Requesting a Janet Certificate Service Certificate

Eligible organisations may acquire SSL certificates from the Janet Certificate Service. A charge for this service was introduced from 1 May 2013 (see for details).

Certificates issued by the Janet Certificate Service can only be used for non-commercial purposes and may not be used to secure financial transactions.

Janet certificates are not obtained directly from Janet but from a local authorised representative within your own organisation. If you do not know who the representatives within your organisation are, then you will need to find out by approaching your local IT support service. If it turns out that your organisation has not yet joined the Janet Certificate Service, then it will need to sign and return, by fax or post, the Authorised Representative form. The same form should be used if an existing list of representatives is to be changed.

The procedure described below assumes that you have identified a local representative who will handle your certificate request.

Generating the Certificate Signing Request

Using the private key file you made previously (my.key, as described in in our documentation on certificate creation), you must now create a Certificate Signing Request (CSR) containing your public key, the DNS name of the server machine to be certified and the name of your organisation. A CSR file can be generated by openssl:

 openssl req -new -key my.key -out my.csr

When you run this command, openssl should prompt you to input Country Name (GB), your Organisation Name, Organisational Unit Name and Common Name.

  • The Common Name given must be the fully qualified domain name of your Shibboleth server (e.g.,
  • The Organisation Name must exactly match the full formal name of your organisation as known to Janet, which will be checked against public lists of educational organisations. Your local representative should be able to tell you the exact string to use.
  • The Organisational Unit given should reflect any existing practice within your organisation (faculty, department, etc.). Guidelines may be available from your local representative.
  • Finally, openssl may also ask for an email address, a "challenge password" and optional company name, all of which are usually left empty (the default).
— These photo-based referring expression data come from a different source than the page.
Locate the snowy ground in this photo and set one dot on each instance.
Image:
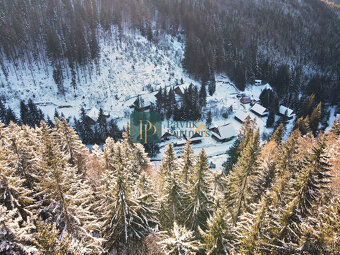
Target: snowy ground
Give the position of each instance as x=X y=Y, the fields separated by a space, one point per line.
x=131 y=68
x=224 y=97
x=127 y=69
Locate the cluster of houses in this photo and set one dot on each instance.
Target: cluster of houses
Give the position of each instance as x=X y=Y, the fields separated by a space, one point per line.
x=222 y=134
x=228 y=132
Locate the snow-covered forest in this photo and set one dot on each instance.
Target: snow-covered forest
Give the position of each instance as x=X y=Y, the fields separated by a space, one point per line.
x=62 y=46
x=263 y=78
x=57 y=197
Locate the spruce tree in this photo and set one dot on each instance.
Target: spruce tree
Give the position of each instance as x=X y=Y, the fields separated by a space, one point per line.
x=277 y=135
x=47 y=241
x=200 y=201
x=181 y=241
x=70 y=144
x=2 y=112
x=239 y=196
x=13 y=193
x=15 y=233
x=169 y=163
x=312 y=179
x=174 y=200
x=188 y=162
x=62 y=196
x=219 y=237
x=203 y=95
x=212 y=87
x=315 y=119
x=126 y=217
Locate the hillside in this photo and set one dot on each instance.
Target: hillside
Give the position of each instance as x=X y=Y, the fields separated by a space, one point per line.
x=293 y=45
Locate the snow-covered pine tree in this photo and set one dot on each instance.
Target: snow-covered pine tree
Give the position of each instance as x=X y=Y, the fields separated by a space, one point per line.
x=264 y=173
x=21 y=145
x=174 y=199
x=69 y=143
x=126 y=221
x=169 y=163
x=320 y=233
x=13 y=193
x=278 y=133
x=147 y=201
x=200 y=201
x=180 y=242
x=239 y=196
x=312 y=179
x=47 y=241
x=188 y=163
x=63 y=197
x=15 y=233
x=219 y=236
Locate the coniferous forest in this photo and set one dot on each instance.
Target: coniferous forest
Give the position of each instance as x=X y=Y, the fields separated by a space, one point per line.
x=57 y=197
x=293 y=45
x=278 y=192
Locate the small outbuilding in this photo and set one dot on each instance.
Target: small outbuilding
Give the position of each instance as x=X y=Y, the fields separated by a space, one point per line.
x=259 y=110
x=224 y=133
x=245 y=100
x=196 y=138
x=241 y=116
x=180 y=143
x=286 y=112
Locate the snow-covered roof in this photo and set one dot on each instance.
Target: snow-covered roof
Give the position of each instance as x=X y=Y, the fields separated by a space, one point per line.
x=227 y=131
x=285 y=111
x=195 y=139
x=241 y=115
x=94 y=113
x=259 y=109
x=180 y=143
x=267 y=86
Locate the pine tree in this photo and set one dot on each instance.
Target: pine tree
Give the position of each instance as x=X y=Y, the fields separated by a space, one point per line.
x=209 y=119
x=315 y=119
x=14 y=195
x=203 y=95
x=24 y=113
x=212 y=87
x=21 y=145
x=320 y=232
x=47 y=240
x=126 y=220
x=175 y=198
x=62 y=196
x=2 y=112
x=70 y=144
x=200 y=201
x=169 y=163
x=188 y=162
x=233 y=154
x=180 y=242
x=219 y=236
x=312 y=179
x=239 y=197
x=277 y=135
x=15 y=233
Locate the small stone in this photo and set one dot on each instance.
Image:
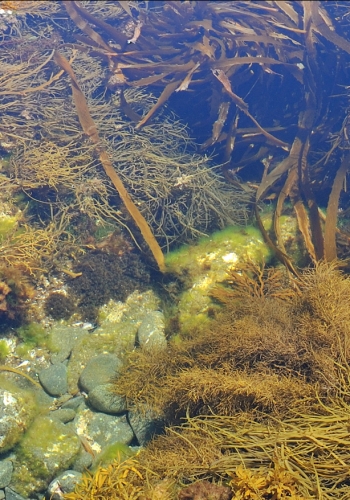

Make sure all of the information entered into the Certificate Signing Request is exactly what you want: it can't be changed after the certificate is issued.

Submitting the Request

Once you have made the CSR file, send it to a local authorised representative. You will be asked to specify which 'software stack' your certificate will be running on. Note: If your certificate is intended for use with an IdP you should specify "Apache/ModSSL". Otherwise select an appropriate option; ask your representative for advice if necessary.

The Janet Certificate Service provides authorised representatives with access to a password-controlled web interface. Once a representative has received a correctly specified CSR, he or she can submit the request via the interface and be issued with the appropriate certificate in .crt format directly. However, the normal mechanism will be for the user requesting the certificate to specify an email address, and to have the certificate and associated information delivered in due course via email.

Assuming you are following this route, you will be sent, as an email attachment, a zip file containing your signed certificate, and three other certificates comprising the chain of intermediate certificates required to validate your certificate. The 'software stack' information which you specified when making the request is used to select an appropriate format within the zip file for the certificate and its associated intermediate certificates. Specifying a software stack of "Apache/ModSSL", as recommended, will result in an attached zip file containing a .crt file for the issued certificate and a .ca-bundle containing the intermediate (chaining) certificates.

Once you have received the signed certificate, you can proceed to register identity or service providers with the UK federation using that certificate. Details for specifying the intermediate certificates in your configuration are contained in the various entity 'set up' pages.